Eduction

The Eduction processor uses IDOL Eduction to extract entities from text. An entity is a word, phrase, or block of information. For example, you can use Eduction to extract names, addresses, telephone numbers, and dates from document content or metadata.

For more information about Eduction and how to configure Eduction, refer to the Eduction User and Programming Guide.

TIP: The Eduction processor includes the resource files available with IDOL Eduction (excluding those for matching personal data that are provided separately in the PCI, PHI, and PII packages). This means that for properties such as Resource Files or [MyPostProcessingTask] Script you can enter the name of a Micro Focus grammar file or Lua script, such as address_eng.ecr or normalize_money.lua. The processor will use the corresponding file from its resources directory.

Properties

Name Default Value Description
IDOL License Service   An IdolLicenseServiceImpl that provides a way to communicate with an IDOL License Server.
Entity  

A list of entities to extract. Specify a comma-separated list of values, or one value per line.

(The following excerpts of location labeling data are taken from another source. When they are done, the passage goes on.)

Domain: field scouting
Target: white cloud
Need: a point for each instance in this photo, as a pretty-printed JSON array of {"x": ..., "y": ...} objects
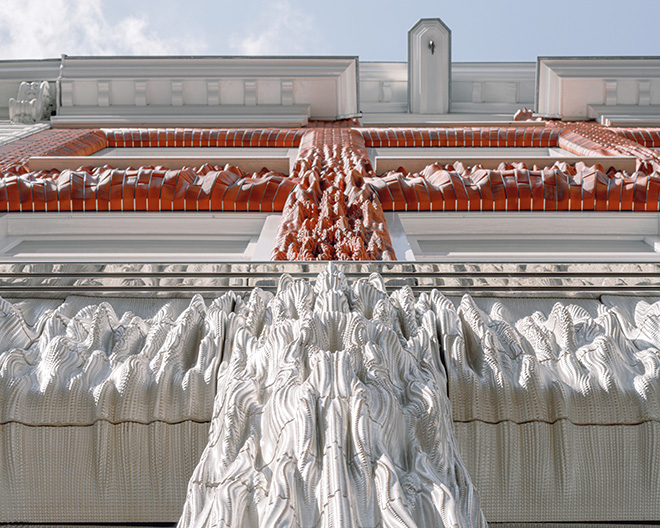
[
  {"x": 48, "y": 28},
  {"x": 281, "y": 29}
]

To specify several entities, you can use wildcard expressions. For example: place/city1/*,place/city2/*. The * wildcard matches any number of characters, and the ? wildcard matches a single character.

You must also set the Resource Files property to the location of the resource files that contain your chosen entities.

Entity Field   A list of document fields in which to write the matches from Eduction. The value of this property must have the same number of values as the Entity property. Specify a comma-separated list of values, or one value per line.
Resource Files   A list of compiled ECR files containing Eduction grammar entries. At least one resource file is required. You can match multiple resource files with wildcard expressions. You can use the * wildcard to match any number of characters, or the ? wildcard to match a single character. Specify a comma-separated list of values, or one value per line.
Search Fields DRECONTENT A list of document fields to search for entities, for example DRECONTENT or DRETITLE. Specify a comma-separated list of values, or one value per line.
Simple Output False A Boolean value that specifies whether to add only the matched text to the document fields specified by the Entity Field property. To add only the matched text, set this parameter to true. With the default value, false, the fields will have subfields that contain the matched text, the offset, and the score.
eduction_configuration_parameter_name  

For more information about the configuration parameters that you can use to configure Eduction, see Eduction Configuration Parameters. Some of these must be set as dynamic properties.

Some properties, for example PostProcessingTaskN, accept the name of a configuration section (so that you can configure more than one post processing task). When you configure associated properties, prefix the property names with the section name in square brackets. For example, if you set PostProcessingTask to MyTask, specify the associated script by setting a property named [MyTask]Script.

Relationships

Name Description
success Successfully processed FlowFiles are routed to this relationship.
failure FlowFiles that had an invalid or unknown format.